If a wolf asks you out for a meal as a potential mate you must realise that this is a binding sign of you being interested in courtship if you accept.

 

Fuck my life! So I daren't go out for lunch now either. This just all sucked. I needed to think of a way around things because I deserved luxury today after the shocks I'd endured. I put my computer down and made my way downstairs.

 

 

Rex

 

 

It had taken me a while to escape the clutches of my 'security guard', Roman, but escape him I did. They'd all stayed with me for far longer than I desired, especially after my room dash, but eventually Noah and Zak's dicks got the better of them and they went back to their respective partners, leaving me with Roman.

We'd already had our fair share of whisky, but Roman was a party boy… so I kept the music flowing. Some good old-fashioned rock anthems like Def Leppard's Pour Some Sugar on Me, and Alice Cooper's Schools Out. And while the music rocked, I kept Roman topped up, until he was in a stupor, his head bowed as he snored softly, his back against the sofa.

I needed him to be comfortable and not disturbed. Roman's natural habitat as a satyr was woodland so I looked around the room. We'd been sent some congratulatory flowers and also the hotel's interior design person had filled the place with plants.

Taking a cushion from the sofa, I put that on the floor and then I carefully moved Roman into a position lying on his side, his back against the sofa, and his head on the cushion. The music had moved onto Whitesnake's Is this Love? and I started to feel a pang. Oh no. I needed to put something different on. The playlist clicked over to Thunder's Love Walked In. What was this sorcery? It was making my chest ache with longing. I took a large swig from the whisky bottle to give me the strength to carry on and picked up the first plant.
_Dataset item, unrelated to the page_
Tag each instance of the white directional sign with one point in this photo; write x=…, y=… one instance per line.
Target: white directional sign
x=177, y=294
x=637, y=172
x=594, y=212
I did feel a tiny bit guilty for ruining the display, but hey, I was a rock god, we were supposed to trash rooms, weren't we? I pulled the parlour palm out and threw the dirt over Roman's body and then laid the plant in front of him. It was a five foot specimen so did a good job of being woodland-style. I did the same with two more plants, scattering the loose soil around him and putting one at his head and one at his feet and then I put the flowers from the large bouquet over his body.

That was Roman sorted, but now what? I looked at my watch. It was four am. I was tired and needed some sleep. I knew that my satyr friend would sleep for hours upon hours in his deeply inebriated state, and decided I would risk closing my own eyes for a couple of hours. The perfect idea came to me. I moved the sofa which was sat on high legs until it covered Roman. It meant I had to make sure he moved onto his back okay, but with me laid on the sofa above him, if he did wake up, I could run from the room before he even managed to get out. The perfect plan. Climbing onto the sofa, I set my Apple watch's alarm to wake me at seven am and closed my eyes.

When my alarm beeped a few hours later, Roman was still fast asleep, so I quickly got ready and made my way out of the room. The moment I opened the door, Harriet, one of our security team stood up to get in my way.